Archive for March, 2006

March 25th, 2006

Pass-Through Attributes

by Tim Cull

In an enterprise environment, systems don’t just exist by themselves. They usually sit somewhere in the middle of a longish chain of systems that implement a long and complicated business process.

Take the systems at the financial company where I work as an example. Our researchers have a set of systems to find exploitable trends. The research systems send signals to our portfolio management systems that actually keep track of what we own. The portfolio management systems create orders and send them to our trade order management systems. The trading systems send orders to brokers and get fills back. Then the trading systems let the rest of our back office (a dozen or so other systems) know what happened.

Each system along the way only really cares about a subset of the total universe of information there is to know from signal to trade.

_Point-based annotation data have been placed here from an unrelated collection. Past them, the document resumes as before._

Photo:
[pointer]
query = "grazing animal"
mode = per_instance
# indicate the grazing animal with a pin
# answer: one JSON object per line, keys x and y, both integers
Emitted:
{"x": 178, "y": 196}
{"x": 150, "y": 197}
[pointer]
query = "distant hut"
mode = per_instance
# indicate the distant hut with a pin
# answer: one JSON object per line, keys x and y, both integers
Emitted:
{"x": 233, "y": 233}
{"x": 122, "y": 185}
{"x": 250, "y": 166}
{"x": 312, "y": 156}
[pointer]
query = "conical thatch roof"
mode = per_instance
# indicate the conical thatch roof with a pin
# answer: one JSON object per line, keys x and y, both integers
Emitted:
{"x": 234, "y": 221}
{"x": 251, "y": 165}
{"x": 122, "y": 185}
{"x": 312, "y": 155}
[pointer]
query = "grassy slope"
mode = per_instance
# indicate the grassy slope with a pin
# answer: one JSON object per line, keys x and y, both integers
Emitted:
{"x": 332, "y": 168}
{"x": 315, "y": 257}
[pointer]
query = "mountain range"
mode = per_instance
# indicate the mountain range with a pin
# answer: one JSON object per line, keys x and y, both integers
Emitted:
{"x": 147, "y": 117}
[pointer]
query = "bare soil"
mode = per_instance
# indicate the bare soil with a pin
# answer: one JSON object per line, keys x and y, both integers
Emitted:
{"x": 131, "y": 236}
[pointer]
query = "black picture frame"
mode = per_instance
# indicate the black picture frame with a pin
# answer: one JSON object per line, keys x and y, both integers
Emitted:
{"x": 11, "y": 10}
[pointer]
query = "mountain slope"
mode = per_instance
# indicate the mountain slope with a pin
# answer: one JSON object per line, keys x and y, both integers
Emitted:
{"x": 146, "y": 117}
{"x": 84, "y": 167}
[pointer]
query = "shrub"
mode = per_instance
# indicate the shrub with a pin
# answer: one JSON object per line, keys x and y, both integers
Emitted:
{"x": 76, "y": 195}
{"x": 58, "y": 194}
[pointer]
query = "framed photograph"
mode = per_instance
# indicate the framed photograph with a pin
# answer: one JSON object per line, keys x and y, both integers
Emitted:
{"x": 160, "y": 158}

But here’s the kicker: often a system will care about information from upstream that its immediate neighbors don’t care about.

Say you have a business process flow like this for an Order:
Research->Trading->Accounting

Research creates some piece of information (call it FooFactor) that Accounting needs to know. But Trading could care less about FooFactor. How does Research tell Accounting what the FooFactor is?

There are several common approaches:

Hot Potato: Information is passed in a chain one system after the other. This is the easiest to understand and probably the most common. In this case, Research creates an Order that contains a FooFactor attribute. Trading preserves the FooFactor as it was given to it and passes the whole Order on to Accounting. Sounds simple, right? But we’ve glossed over several details that make this whole thing much more difficult, such as:
1. The Research, Trading, and Accounting systems are maintained by different teams with different release cycles, managers, and priority setting steering committees.
2. Research, Trading and Accounting don’t really operate on the same Order object. Most likely, there’s a ResearchOrder, TradingOrder, and AccountingOrder. Research indirectly creates the TradingOrder by calling some public API on the Trading system and Trading indirectly creates the AccountingOrder by calling an API on the Accouting system.

Why does #1 matter? Well if Research and Accounting suddenly want to start tracking a new piece of information (call it BarFactor) then they need to get themselves on the schedule for Trading. And the steering committee for Trading doesn’t get any value from diverting their programmers to add BarFactor to the TradingOrder.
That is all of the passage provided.